Yesterdish’s Tagliatelle with Kale and Tomato

Well, you want to try that tomato sauce you just made, don’t you? I know I do.

Once the sauce is made, this is an extremely simple recipe. If you make the sauce on a weekend, this is a very good weeknight meal, assuming you’ve got your pasta dough technique down.

(If you aren’t yet making your own pasta at times, I’ll say this: if you try and something goes awry, but you have a box of spaghetti handy, you won’t go hungry. The sauce will go just as well with either.)

When I sit down in front of a plate of tagliatelle, the world quiets around me, and from the first fork to the last, I’m calm and content and even, at times, happy.

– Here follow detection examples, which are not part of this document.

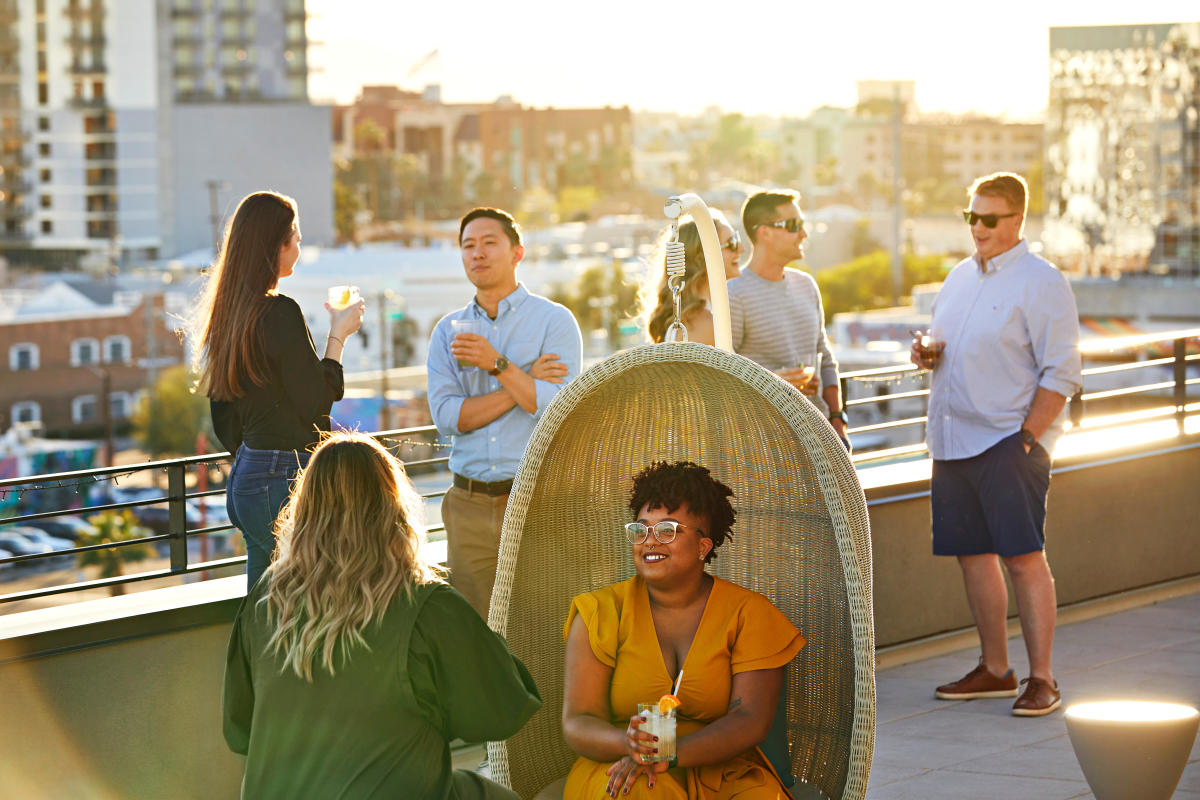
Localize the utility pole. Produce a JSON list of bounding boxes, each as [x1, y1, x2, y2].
[[142, 293, 161, 458], [88, 367, 113, 467], [379, 289, 391, 431], [892, 83, 904, 306]]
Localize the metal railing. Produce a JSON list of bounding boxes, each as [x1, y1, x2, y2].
[[840, 327, 1200, 465], [0, 327, 1200, 603], [0, 425, 449, 603]]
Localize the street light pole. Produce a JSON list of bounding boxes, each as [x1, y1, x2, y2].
[[88, 366, 113, 467], [892, 83, 904, 306]]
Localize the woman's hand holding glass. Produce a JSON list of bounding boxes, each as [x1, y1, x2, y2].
[[605, 714, 670, 798]]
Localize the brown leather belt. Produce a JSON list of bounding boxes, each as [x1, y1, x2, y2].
[[454, 473, 512, 498]]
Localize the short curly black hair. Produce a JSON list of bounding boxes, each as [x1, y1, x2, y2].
[[629, 461, 737, 564]]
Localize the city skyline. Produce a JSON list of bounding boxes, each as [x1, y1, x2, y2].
[[307, 0, 1200, 119]]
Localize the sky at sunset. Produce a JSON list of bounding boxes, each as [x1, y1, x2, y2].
[[307, 0, 1200, 119]]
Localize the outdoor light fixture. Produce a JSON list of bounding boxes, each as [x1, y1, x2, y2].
[[662, 193, 733, 353], [1064, 700, 1200, 800]]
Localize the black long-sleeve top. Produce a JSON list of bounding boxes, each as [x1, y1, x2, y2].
[[209, 295, 344, 452]]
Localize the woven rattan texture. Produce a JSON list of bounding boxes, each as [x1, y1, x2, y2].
[[490, 344, 875, 798]]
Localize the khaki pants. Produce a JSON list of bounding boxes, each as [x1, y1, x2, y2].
[[442, 486, 509, 620]]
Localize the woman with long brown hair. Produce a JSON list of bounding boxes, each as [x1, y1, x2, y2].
[[224, 433, 541, 800], [193, 192, 364, 587], [648, 209, 742, 344]]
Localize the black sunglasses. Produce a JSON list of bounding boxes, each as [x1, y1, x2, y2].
[[762, 217, 804, 234], [962, 209, 1019, 228]]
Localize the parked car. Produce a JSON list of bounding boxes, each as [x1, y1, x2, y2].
[[22, 515, 94, 542], [0, 530, 54, 555]]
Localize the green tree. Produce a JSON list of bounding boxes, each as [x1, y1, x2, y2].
[[548, 259, 638, 349], [817, 249, 947, 321], [133, 365, 214, 458], [334, 162, 362, 243], [76, 509, 154, 596], [1025, 158, 1046, 216]]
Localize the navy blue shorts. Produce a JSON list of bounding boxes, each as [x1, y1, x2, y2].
[[930, 433, 1050, 557]]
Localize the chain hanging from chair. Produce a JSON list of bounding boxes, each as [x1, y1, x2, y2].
[[662, 222, 688, 342]]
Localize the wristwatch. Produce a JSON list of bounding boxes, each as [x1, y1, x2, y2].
[[487, 355, 509, 378]]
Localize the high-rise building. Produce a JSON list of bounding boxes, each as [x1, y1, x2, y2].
[[0, 0, 332, 265], [1044, 23, 1200, 277]]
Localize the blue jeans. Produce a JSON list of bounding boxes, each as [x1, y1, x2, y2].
[[226, 445, 310, 593]]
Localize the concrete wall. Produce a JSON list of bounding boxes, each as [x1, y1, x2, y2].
[[0, 437, 1200, 800], [163, 103, 334, 257], [868, 437, 1200, 646]]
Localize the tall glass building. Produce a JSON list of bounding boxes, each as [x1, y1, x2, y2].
[[1044, 23, 1200, 278]]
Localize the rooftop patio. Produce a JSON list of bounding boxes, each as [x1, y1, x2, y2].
[[866, 583, 1200, 800]]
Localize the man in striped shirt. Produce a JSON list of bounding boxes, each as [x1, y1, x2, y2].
[[911, 173, 1082, 716], [728, 191, 850, 450]]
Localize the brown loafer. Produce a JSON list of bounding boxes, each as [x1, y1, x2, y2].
[[934, 660, 1016, 700], [1013, 678, 1062, 717]]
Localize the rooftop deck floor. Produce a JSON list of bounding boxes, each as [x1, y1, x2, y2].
[[866, 594, 1200, 800]]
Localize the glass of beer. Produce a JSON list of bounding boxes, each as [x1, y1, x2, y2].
[[450, 319, 487, 368], [637, 703, 676, 763], [329, 284, 362, 311]]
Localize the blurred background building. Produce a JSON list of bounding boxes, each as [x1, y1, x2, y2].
[[1045, 23, 1200, 278], [0, 0, 332, 266]]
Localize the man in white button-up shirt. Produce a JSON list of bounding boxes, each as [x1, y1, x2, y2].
[[912, 173, 1082, 716]]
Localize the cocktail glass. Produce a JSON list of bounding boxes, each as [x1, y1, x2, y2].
[[450, 319, 486, 368], [329, 284, 362, 311], [637, 703, 676, 763]]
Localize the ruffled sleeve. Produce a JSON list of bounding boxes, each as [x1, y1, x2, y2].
[[563, 584, 620, 667], [730, 593, 805, 675]]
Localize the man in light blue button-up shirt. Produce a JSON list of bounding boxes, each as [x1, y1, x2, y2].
[[426, 209, 583, 619], [912, 173, 1082, 716]]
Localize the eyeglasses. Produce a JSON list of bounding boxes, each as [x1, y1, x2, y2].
[[625, 519, 704, 545], [762, 217, 804, 234], [962, 209, 1019, 228], [762, 217, 804, 234]]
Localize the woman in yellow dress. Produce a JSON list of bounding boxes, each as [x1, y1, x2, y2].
[[563, 462, 804, 800]]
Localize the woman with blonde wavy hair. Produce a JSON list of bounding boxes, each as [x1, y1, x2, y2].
[[224, 433, 541, 800], [648, 209, 743, 344], [191, 192, 364, 588]]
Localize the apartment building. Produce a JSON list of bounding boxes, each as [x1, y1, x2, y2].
[[0, 282, 184, 435], [334, 85, 634, 208], [1045, 22, 1200, 278], [0, 0, 332, 266]]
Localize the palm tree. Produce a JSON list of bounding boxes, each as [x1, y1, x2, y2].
[[76, 509, 154, 597]]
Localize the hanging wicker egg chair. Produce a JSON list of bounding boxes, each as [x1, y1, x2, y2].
[[488, 343, 875, 800]]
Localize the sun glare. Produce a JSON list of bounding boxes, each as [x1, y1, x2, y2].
[[1066, 700, 1200, 722]]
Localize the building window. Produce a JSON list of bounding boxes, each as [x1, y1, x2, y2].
[[8, 342, 38, 372], [71, 395, 97, 423], [12, 401, 42, 422], [71, 339, 100, 367], [104, 336, 132, 363]]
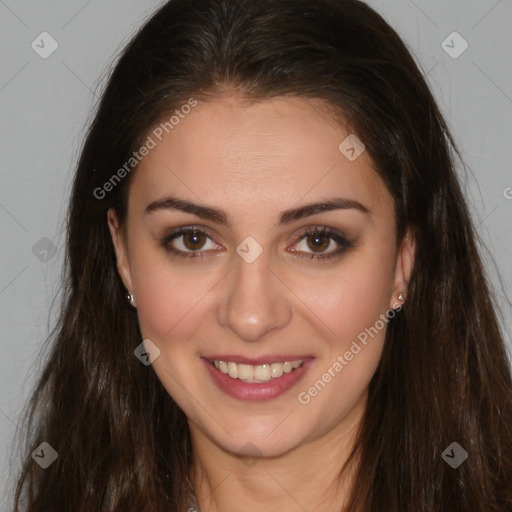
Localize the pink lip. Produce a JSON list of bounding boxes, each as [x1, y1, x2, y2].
[[201, 356, 314, 402], [202, 354, 312, 366]]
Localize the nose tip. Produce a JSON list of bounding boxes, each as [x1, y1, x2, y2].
[[217, 249, 293, 341]]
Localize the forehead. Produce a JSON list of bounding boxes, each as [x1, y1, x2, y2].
[[130, 97, 392, 218]]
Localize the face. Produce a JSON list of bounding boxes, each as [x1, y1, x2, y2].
[[108, 98, 414, 456]]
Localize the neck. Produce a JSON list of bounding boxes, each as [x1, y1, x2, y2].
[[189, 400, 362, 512]]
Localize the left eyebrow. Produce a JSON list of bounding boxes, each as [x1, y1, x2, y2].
[[144, 197, 372, 228]]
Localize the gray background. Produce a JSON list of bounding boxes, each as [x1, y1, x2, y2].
[[0, 0, 512, 511]]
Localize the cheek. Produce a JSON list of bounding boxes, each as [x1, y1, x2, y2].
[[133, 251, 215, 341]]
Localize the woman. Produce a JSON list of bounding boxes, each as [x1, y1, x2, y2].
[[11, 0, 512, 512]]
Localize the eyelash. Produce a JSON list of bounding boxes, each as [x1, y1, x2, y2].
[[161, 226, 355, 261]]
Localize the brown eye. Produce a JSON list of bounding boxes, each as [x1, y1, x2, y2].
[[307, 234, 331, 252], [291, 226, 355, 260], [183, 231, 206, 251], [161, 227, 221, 258]]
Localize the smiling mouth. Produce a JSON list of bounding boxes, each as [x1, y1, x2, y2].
[[209, 359, 304, 384]]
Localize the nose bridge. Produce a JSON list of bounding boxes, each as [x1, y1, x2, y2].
[[217, 240, 293, 341]]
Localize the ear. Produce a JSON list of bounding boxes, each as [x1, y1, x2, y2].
[[107, 208, 135, 295], [389, 231, 416, 309]]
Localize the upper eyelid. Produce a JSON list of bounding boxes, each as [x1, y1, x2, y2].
[[164, 224, 348, 253]]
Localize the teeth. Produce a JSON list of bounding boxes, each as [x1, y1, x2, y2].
[[211, 359, 304, 382]]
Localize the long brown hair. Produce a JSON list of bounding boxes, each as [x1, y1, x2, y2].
[[11, 0, 512, 512]]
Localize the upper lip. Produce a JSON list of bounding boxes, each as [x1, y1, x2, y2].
[[202, 354, 312, 366]]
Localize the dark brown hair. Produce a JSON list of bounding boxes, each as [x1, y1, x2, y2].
[[11, 0, 512, 512]]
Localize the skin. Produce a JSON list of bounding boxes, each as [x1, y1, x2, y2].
[[108, 97, 414, 512]]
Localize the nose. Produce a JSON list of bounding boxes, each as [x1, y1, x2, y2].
[[217, 246, 293, 341]]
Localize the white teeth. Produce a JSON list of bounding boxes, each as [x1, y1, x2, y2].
[[228, 363, 238, 379], [212, 359, 304, 383], [270, 363, 283, 379], [254, 364, 272, 381], [240, 363, 254, 380]]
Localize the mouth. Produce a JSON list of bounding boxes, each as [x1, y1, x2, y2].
[[209, 359, 304, 384], [201, 355, 315, 402]]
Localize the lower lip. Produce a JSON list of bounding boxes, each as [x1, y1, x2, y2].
[[202, 359, 313, 402]]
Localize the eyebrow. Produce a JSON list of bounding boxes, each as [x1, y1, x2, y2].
[[144, 196, 372, 228]]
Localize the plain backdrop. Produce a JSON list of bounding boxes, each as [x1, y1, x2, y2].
[[0, 0, 512, 511]]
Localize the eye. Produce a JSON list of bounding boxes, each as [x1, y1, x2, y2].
[[291, 226, 354, 260], [161, 226, 219, 258]]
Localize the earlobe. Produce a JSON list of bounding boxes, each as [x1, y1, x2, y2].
[[390, 231, 416, 309], [107, 208, 134, 294]]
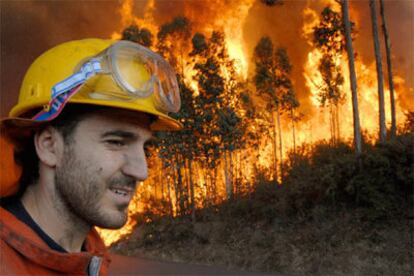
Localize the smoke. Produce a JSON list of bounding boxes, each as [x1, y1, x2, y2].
[[0, 1, 120, 117], [0, 0, 414, 116]]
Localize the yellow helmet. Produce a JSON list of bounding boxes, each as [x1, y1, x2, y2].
[[0, 39, 182, 197], [5, 39, 182, 130]]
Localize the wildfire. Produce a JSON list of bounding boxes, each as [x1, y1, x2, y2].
[[99, 0, 414, 245]]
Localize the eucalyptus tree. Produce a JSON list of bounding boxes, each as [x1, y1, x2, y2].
[[313, 7, 345, 144], [380, 0, 397, 137], [369, 0, 387, 142], [191, 31, 243, 201], [157, 16, 191, 76], [254, 36, 282, 181], [341, 0, 362, 155]]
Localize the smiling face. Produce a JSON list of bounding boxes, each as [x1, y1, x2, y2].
[[54, 112, 151, 229]]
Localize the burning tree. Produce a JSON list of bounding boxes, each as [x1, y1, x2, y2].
[[313, 7, 345, 144], [254, 37, 299, 183], [191, 32, 244, 201], [122, 24, 153, 47], [341, 0, 362, 158]]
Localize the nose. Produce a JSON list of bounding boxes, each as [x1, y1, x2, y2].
[[122, 146, 148, 181]]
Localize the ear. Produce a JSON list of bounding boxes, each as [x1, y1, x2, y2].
[[34, 126, 63, 167]]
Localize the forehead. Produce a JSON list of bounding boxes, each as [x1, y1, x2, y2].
[[77, 109, 152, 138]]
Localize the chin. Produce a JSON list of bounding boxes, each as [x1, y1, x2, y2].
[[94, 210, 128, 229]]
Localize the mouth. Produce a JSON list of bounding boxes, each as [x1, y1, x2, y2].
[[109, 186, 134, 205]]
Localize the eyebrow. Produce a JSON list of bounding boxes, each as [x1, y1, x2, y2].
[[101, 130, 138, 140], [101, 130, 153, 141]]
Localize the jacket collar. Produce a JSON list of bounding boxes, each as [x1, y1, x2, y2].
[[0, 207, 110, 274]]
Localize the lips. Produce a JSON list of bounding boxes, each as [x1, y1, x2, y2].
[[110, 188, 132, 196], [109, 186, 134, 205]]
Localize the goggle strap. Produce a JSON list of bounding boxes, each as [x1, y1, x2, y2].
[[52, 59, 103, 100], [32, 84, 82, 121]]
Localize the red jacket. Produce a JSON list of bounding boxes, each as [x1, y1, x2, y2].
[[0, 208, 110, 275]]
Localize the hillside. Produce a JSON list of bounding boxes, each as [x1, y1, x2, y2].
[[111, 134, 414, 275]]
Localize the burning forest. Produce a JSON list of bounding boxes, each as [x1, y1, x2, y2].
[[95, 0, 414, 248]]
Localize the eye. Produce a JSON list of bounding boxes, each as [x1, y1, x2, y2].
[[105, 139, 125, 147]]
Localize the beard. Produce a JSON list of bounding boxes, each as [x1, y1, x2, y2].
[[55, 145, 136, 229]]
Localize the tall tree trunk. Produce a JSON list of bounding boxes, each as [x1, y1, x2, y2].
[[224, 151, 233, 200], [335, 103, 341, 142], [272, 111, 278, 182], [341, 0, 362, 156], [380, 0, 397, 137], [188, 159, 196, 223], [369, 0, 387, 142], [276, 105, 283, 181], [290, 108, 296, 155]]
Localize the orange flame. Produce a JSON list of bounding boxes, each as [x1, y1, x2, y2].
[[99, 0, 414, 245]]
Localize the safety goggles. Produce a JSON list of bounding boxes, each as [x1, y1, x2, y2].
[[33, 41, 181, 121]]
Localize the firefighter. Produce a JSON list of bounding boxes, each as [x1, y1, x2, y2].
[[0, 39, 181, 275]]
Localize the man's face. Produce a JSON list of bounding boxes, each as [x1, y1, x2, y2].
[[55, 110, 151, 229]]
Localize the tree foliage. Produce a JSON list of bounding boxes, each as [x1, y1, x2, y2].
[[122, 25, 153, 48]]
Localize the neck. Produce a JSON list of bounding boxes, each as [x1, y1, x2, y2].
[[22, 179, 91, 252]]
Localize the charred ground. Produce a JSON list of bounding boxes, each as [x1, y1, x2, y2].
[[111, 132, 414, 275]]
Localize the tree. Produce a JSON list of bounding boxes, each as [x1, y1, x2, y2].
[[313, 7, 345, 144], [380, 0, 397, 137], [369, 0, 387, 143], [261, 0, 283, 7], [341, 0, 362, 155], [157, 16, 191, 76], [191, 31, 244, 201], [122, 24, 153, 48], [254, 36, 296, 181]]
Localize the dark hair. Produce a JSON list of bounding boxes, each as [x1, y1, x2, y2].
[[14, 104, 102, 197]]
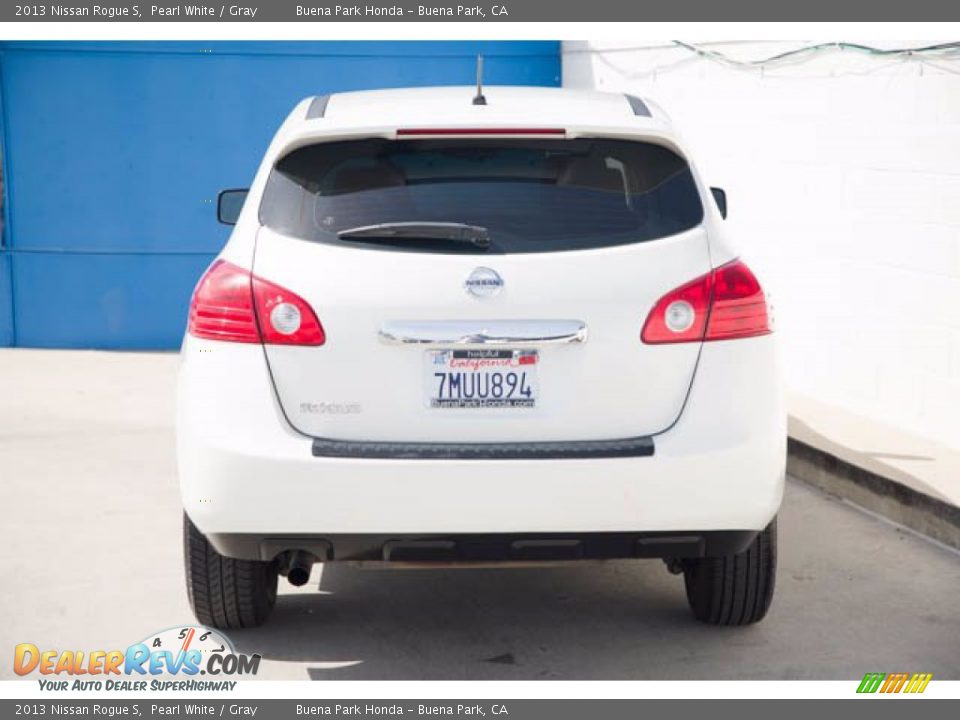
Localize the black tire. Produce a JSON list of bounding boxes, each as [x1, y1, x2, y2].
[[183, 514, 278, 630], [683, 518, 777, 625]]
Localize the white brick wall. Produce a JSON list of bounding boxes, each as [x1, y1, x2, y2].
[[564, 41, 960, 447]]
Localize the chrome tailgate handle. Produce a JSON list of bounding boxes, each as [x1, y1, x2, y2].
[[379, 320, 587, 345]]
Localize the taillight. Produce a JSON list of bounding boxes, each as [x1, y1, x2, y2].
[[188, 260, 326, 345], [640, 260, 771, 345]]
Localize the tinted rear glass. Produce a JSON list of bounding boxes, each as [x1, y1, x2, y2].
[[260, 139, 703, 254]]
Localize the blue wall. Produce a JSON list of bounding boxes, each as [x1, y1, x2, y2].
[[0, 42, 560, 348]]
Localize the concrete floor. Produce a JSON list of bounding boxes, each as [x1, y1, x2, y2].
[[0, 350, 960, 680]]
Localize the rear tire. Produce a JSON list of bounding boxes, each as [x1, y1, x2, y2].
[[683, 518, 777, 625], [183, 513, 278, 630]]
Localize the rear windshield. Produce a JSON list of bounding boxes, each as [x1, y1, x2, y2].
[[260, 139, 703, 254]]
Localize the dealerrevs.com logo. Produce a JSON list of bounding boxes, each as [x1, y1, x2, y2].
[[13, 626, 260, 691], [857, 673, 933, 694]]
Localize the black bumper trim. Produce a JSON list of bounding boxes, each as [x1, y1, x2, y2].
[[313, 437, 653, 460], [207, 530, 759, 564]]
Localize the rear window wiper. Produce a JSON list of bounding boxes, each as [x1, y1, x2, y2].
[[337, 222, 490, 248]]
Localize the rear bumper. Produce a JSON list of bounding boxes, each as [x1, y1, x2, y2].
[[177, 336, 786, 559], [207, 530, 757, 564]]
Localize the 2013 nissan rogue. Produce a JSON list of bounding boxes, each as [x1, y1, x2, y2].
[[177, 87, 786, 628]]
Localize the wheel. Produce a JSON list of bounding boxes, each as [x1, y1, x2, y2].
[[183, 513, 278, 630], [683, 518, 777, 625]]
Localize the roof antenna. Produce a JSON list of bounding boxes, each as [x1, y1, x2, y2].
[[473, 55, 487, 105]]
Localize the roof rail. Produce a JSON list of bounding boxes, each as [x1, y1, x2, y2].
[[624, 94, 653, 117], [307, 95, 330, 120]]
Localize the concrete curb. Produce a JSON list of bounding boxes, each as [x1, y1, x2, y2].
[[787, 438, 960, 549]]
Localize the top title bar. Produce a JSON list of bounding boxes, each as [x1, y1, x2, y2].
[[7, 0, 960, 22]]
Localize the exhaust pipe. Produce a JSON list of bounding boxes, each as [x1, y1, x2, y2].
[[282, 550, 314, 587]]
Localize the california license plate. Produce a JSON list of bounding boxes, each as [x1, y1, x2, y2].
[[425, 349, 540, 408]]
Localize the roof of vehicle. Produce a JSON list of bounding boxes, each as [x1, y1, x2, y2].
[[266, 86, 673, 153]]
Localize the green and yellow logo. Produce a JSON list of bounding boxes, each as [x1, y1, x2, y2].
[[857, 673, 933, 693]]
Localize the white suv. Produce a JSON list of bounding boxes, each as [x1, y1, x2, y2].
[[177, 87, 786, 628]]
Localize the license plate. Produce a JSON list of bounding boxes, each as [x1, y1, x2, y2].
[[425, 350, 540, 408]]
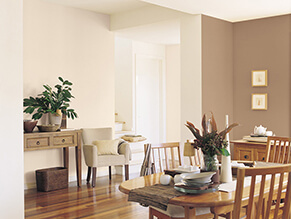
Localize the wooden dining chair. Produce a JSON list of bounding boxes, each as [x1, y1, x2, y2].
[[144, 142, 212, 219], [232, 164, 291, 219], [183, 140, 203, 167], [144, 142, 181, 173], [265, 136, 291, 164]]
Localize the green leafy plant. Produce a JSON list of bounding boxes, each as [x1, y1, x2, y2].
[[185, 113, 238, 157], [23, 77, 78, 120]]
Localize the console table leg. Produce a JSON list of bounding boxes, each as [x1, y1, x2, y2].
[[75, 146, 82, 187], [184, 207, 196, 219], [63, 147, 69, 169]]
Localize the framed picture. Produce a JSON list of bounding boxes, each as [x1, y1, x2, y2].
[[252, 70, 268, 87], [252, 94, 268, 110]]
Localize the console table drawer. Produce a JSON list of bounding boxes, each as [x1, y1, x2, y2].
[[26, 137, 49, 148], [53, 135, 76, 146]]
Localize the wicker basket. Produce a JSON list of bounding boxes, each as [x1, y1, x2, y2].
[[35, 167, 68, 192]]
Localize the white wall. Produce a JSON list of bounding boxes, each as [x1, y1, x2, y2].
[[23, 0, 114, 187], [115, 37, 165, 139], [115, 37, 135, 131], [166, 45, 181, 142], [0, 0, 24, 218], [180, 15, 202, 142]]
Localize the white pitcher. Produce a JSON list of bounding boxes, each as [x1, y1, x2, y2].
[[254, 125, 267, 135]]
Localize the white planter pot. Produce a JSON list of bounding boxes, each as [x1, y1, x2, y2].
[[49, 110, 62, 128]]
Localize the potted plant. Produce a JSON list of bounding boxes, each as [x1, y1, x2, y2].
[[23, 77, 78, 129], [185, 114, 238, 171]]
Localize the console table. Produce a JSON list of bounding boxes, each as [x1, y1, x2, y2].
[[23, 129, 82, 187], [230, 140, 267, 161]]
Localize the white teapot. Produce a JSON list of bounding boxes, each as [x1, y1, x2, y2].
[[254, 125, 267, 135]]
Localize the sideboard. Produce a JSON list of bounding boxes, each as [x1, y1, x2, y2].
[[230, 140, 267, 161], [23, 129, 82, 187]]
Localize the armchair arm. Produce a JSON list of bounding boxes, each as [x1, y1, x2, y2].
[[83, 145, 98, 167], [118, 140, 131, 164]]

But tagliatelle is something special. It’s a fresh (that is, egg) pasta from Emilia-Romagna that’s cut to be 6 millimeters, or about a quarter-inch, wide. A lot of people are confused about the difference fettuccine and tagliatelle. The short version is that, in Italy, that tagliatelle is generally slightly wider, but there’s some overlap in the acceptable width range. In the U.S., that distinction has not been maintained as cleanly.

(Wikipedia, as usual, actually has the distinction wrong. They cite Ada Boni’s 1983 edition of La Cucina Romana as saying fettuccine is slightly wider. Well, Ada Boni was long dead at that point, and didn’t edit her own writing when she was alive. Many of the recipes in later editions were inserted by editors. I have her 1969 book on regional Italian cooking, and her recipes for fettuccine and tagliatelle both say to cut them half an inch wide, a measurement she wouldn’t even have used. So either the pasta changed shape or we need to recognize her books are insufficient authority for things like pasta varieties.)

The reason for the confusion is that even in Italy, where talking about pasta is really talking about somebody’s grandmother, the distinction we’re talking about is somewhere around one millimeter. And we could go on and on about this for hours, but it’s not really the point. It’s my recipe, and it’s tagliatelle.

Nobody could eat pasta like my grandfather. He ate it every day; if it wasn’t part of dinner, then dinner wasn’t over. And not just regular dinners, either; I distinctly remember more than one Thanksgiving lasagna joining the full turkey dinner. (I think I remember there was also a spiral-cut ham there, because clearly, a full Thanksgiving dinner and a lasagna aren’t enough. For the record, there were eight of us at these dinners. Two of us were children. The lasagna alone served about twenty-four.)

I never complained, and even started to understand, as I got older. When I sit down in front of a plate of tagliatelle, the world quiets around me, and from the first fork to the last, I’m calm and content and even, at times, happy.

Which is pretty impressive, for flour, egg, kale and tomato.

From Yesterdish’s recipe box.

Yesterdish’s Tagliatelle with Kale and Tomato

Around 3 c. kale, washed and chopped roughly
2 c. fresh tomato sauce
1 egg basic pasta dough, cut into tagliatelle
olive oil spray; Parmesan cheese, if desired

Over medium heat, saute kale with olive oil spray till tender. Add tomato sauce. Reduce heat to warm. Toss with hot taglia telle. Turn off heat and add chesse if desired.